First discovered in Delia Smith’s excellent book “Frugal Food”, but edited to save a bit of cooking time, cut down on the number of pans used, and to make more sauce! Serves 4, but it’s worth doubling up the quantities and freezing half, as it’s a very useful thing to have in reserve for a quick tea.
- 500g sausages (about 2 sausages per person)
- 175g green or Puy lentils
- 1 large onion, finely chopped
- 1 clove garlic, finely chopped
- 1 tablespoon olive oil
- 2 x 400g tins of chopped tomatoes
- 1 teaspoon sugar
- 1 teaspoon dried thyme
- 1 bayleaf
- salt and black pepper
Rinse the lentils and put them in a saucepan with 1 litre of cold water. Bring them to simmering point and let them cook gently for about 30 minutes. Meanwhile, fry the sausages in a separate deep lidded casserole pan in the oil until they are coloured (this will be the pan that everything gets bunged into at the end). If you are using veggie sausages, you might need a bit more oil as they don’t have the fat content of the meaty ones. Take the sausages out, drain the fat back into the big pan, and add the onions and garlic and let them soften over a low-ish heat for about 10 minutes. Then add the tomatoes, sugar, thyme and bayleaf, plus some fresh ground black pepper, and add the sausages back into the tomato mixture. Simmer it all gently without a lid until it reduces a bit. Your lentils should be cooked by now, so drain them (keep the cooking liquid) and add them to the big pan. Stir it all together and let it simmer again, this time with the lid on, for another 20 minutes or so. If it looks a bit dry, add some of the lentil cooking liquid. Taste and add pepper and salt if necessary before serving.
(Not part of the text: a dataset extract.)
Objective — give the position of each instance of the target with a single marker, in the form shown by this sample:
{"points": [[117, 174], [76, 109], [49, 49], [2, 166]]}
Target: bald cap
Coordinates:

If you want to bulk it out you can serve it with something carb-y to mop up the juices – couscous or mashed potato are my favourites, but pasta or polenta would work too.
It ain’t Christmas unless this is on the table. If I could just think of a way to fashion it into the shape of a turkey we wouldn’t have to serve anything else.
- 50g butter
- 700g cooked and peeled chestnuts
- 120g good quality pork sausagemeat
- 120g gammon, cut into small chunks
- 1 tablespoon of brandy (but I reckon you should put in a LOT more than this)
- 2 tablespoons plain flour
- 500mls hot stock – chicken or vegetable
- Ground black pepper to taste
Melt the butter in a big frying pan and sauté the sausagemeat and the gammon, breaking up the sausagemeat into small chunks. Remove from the pan, leaving all the buttery juices behind. Add the chestnuts and cook them over a medium heat until they catch a bit at the edges. Break them up a bit with a spoon so some are whole and some are in pieces. Add more butter if necessary. Remove the chestnuts from the pan and keep them on one side with the cooked sausagemeat and gammon. Add the flour to the butter in the pan and make a roux, adding more butter if necessary. Cook for a couple of minutes, then pour in the brandy, then the hot chicken stock, and cook until the sauce is quite thick. Add the chestnuts, sausage and gammon back into the pan and stir until everything is combined. Season with black pepper (it won’t need much salt, if any, because of the gammon and sausage). Put into an ovenproof dish and bake in the oven with the roast, for about half an hour.
(This recipe was taken from a Woolworths cookery book bought in the 1960s by Auntie Christine, and kidnapped by my mum Ann, never to be returned!)